Environmental Context. Sulfate aerosols have been linked with ozone-depleting reactions, and their influence on cirrus cloud formation may affect climate. One source of sulfate aerosols is sulfur-containing gases such as carbonyl sulfide, which can rise up to the statosphere and become transformed into sulfate under the prevailing sunlight, but the importance and details of the phenomena involved are poorly understood. With a view to providing the fundamental information required to analyze the atmospheric processing of carbonyl sulfide, this paper reports the sulfur isotope effects on its ultraviolet absorption spectrum.
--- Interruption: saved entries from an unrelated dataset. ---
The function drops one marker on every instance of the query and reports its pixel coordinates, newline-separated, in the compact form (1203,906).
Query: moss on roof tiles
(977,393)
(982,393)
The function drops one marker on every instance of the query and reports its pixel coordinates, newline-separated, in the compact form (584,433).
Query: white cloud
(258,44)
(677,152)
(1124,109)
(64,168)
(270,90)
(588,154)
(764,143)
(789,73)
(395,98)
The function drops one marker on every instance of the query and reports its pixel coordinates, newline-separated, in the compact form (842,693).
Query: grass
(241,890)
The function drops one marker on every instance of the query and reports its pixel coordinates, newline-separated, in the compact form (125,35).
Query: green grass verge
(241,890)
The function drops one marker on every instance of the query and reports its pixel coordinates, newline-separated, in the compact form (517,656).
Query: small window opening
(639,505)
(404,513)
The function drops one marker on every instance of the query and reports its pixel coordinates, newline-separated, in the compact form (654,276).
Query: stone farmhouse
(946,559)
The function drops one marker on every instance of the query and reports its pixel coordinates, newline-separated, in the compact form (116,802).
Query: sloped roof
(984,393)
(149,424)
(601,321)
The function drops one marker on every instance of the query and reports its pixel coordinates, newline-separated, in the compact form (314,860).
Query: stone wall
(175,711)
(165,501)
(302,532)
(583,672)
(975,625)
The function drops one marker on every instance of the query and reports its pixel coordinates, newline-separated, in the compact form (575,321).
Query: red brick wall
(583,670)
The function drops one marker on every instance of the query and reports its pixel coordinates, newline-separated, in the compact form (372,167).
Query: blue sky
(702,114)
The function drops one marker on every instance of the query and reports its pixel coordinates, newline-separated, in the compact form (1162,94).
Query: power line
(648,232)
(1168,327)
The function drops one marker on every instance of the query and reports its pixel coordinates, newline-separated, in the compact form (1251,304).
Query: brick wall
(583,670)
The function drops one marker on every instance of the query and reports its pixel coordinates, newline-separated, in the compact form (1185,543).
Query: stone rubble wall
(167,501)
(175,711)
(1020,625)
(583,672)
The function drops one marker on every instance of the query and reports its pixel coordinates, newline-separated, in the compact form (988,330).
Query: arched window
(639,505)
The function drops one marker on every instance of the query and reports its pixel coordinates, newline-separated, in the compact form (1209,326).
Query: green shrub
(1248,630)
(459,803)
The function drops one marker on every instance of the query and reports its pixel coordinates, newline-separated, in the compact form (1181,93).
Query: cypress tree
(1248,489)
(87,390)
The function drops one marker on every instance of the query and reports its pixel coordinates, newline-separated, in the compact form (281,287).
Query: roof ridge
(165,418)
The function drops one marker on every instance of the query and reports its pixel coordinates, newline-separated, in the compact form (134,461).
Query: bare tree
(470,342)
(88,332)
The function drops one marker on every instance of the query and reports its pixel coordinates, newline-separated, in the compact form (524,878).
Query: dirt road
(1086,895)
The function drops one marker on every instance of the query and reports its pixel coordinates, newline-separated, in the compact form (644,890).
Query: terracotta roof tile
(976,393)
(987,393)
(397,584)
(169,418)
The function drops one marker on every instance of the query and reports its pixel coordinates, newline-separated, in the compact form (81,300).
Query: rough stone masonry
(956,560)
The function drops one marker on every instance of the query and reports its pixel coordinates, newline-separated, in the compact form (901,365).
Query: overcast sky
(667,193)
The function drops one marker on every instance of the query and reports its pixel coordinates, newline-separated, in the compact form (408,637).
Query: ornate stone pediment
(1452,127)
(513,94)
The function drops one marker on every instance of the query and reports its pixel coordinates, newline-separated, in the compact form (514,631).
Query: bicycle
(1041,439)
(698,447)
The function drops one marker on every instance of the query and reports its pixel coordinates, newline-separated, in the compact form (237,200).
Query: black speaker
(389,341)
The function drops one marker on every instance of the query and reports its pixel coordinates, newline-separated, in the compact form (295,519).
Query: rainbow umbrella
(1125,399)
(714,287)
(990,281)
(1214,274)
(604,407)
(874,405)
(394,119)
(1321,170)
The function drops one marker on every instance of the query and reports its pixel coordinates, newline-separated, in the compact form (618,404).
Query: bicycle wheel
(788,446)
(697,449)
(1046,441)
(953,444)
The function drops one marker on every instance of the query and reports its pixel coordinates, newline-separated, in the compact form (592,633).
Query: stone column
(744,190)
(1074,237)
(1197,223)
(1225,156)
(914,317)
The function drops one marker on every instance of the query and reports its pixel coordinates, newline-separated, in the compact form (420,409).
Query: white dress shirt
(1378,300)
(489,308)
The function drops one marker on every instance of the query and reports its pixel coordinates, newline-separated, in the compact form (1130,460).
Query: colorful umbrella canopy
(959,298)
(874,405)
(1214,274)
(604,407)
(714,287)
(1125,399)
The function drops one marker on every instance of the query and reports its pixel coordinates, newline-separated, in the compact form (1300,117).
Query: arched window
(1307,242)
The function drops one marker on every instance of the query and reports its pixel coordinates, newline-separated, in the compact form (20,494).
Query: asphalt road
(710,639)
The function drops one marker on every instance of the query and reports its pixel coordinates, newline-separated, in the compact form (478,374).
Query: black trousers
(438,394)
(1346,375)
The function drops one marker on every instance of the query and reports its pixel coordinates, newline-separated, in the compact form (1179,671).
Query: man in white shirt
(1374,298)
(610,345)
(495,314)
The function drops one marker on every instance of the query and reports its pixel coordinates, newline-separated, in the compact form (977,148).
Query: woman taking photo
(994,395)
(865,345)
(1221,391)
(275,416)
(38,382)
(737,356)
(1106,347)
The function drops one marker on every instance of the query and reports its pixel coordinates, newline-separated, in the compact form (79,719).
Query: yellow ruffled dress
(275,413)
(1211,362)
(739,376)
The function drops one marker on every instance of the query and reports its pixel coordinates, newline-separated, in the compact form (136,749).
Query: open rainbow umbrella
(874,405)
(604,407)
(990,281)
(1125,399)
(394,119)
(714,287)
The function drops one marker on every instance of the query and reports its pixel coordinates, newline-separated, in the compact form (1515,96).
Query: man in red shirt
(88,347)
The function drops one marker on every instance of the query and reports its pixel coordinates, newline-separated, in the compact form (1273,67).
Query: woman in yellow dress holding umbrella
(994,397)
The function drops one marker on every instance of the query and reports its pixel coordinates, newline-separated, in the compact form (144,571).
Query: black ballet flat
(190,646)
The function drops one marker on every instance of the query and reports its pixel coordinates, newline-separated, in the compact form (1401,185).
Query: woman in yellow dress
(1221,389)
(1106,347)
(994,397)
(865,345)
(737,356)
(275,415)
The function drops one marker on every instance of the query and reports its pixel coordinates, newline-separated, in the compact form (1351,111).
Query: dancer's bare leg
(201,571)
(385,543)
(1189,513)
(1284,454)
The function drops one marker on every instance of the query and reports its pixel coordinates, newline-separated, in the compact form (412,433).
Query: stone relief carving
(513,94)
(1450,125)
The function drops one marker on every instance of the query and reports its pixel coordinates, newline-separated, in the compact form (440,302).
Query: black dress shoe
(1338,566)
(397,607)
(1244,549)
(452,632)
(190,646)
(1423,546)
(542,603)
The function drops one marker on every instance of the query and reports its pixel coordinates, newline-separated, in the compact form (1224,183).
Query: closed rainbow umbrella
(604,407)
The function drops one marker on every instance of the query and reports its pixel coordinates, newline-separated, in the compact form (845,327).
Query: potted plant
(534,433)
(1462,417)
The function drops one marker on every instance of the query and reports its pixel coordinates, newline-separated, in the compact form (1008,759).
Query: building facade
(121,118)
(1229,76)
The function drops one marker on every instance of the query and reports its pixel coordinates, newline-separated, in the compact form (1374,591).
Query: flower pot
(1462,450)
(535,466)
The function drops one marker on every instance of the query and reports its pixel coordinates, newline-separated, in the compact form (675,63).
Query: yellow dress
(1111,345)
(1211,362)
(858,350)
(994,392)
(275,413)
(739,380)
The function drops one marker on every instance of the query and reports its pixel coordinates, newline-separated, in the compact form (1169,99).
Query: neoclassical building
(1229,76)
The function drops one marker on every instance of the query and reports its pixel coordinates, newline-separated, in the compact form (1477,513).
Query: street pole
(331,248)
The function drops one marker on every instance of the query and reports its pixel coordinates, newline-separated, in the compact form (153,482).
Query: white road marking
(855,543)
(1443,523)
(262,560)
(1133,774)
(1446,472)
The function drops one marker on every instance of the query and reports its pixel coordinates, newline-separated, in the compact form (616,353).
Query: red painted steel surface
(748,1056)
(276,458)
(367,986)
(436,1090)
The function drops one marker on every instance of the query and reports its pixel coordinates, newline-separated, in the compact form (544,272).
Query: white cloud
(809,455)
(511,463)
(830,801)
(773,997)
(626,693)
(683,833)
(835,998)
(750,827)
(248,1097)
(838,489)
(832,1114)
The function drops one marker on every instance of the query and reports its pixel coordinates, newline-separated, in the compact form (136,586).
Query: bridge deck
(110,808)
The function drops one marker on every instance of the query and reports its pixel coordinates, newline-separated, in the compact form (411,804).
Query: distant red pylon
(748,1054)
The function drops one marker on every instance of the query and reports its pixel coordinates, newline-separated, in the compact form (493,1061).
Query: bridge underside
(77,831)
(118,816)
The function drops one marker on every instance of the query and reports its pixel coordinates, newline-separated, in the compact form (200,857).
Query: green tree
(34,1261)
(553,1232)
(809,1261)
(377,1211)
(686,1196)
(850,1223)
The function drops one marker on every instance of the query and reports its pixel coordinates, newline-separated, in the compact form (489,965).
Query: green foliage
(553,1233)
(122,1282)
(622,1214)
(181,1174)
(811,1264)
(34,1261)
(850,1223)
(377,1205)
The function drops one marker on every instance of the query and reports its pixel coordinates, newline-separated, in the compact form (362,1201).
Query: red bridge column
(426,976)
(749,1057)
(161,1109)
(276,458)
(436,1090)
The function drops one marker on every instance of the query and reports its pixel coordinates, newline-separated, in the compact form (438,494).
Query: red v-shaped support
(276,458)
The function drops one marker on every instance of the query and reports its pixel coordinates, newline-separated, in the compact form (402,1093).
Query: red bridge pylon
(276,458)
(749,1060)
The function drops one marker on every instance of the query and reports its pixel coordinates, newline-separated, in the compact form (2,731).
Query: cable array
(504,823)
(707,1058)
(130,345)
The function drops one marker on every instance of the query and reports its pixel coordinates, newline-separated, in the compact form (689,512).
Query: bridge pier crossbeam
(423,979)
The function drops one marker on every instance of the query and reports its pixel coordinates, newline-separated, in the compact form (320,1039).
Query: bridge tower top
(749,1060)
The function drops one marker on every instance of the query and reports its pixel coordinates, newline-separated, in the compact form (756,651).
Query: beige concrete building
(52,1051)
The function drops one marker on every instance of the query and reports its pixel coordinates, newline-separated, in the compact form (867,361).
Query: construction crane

Abstract. Carbonyl sulfide (OCS), a relatively inert tropospheric species that photolyzes into CO + S upon reaching the stratosphere, is deemed a significant contributor to background sulfate aerosol. A recent analysis of atmospheric infrared transmittance data has revealed that OC³⁴S is preferentially depleted above ~10 km. We now report that the OC³⁴S absorption band between 200 ≤ λ [nm] ≤ 260 at 298 K is broader and more intense than its OC³²S counterpart. This finding is consistent with the faster photolysis of OC³⁴S, and with a time-dependent formulation of electronic spectra. Since OCS photolysis in the lower stratosphere occurs in a spectral range in which its absorption cross-section is unaffected by temperature, we are able to estimate a ³⁴S-enrichment factor <³⁴ε> ~ (67 ± 7)‰ for this process that is commensurate with the value previously inferred from OC³⁴S/OC³²S ratio versus altitude profiles.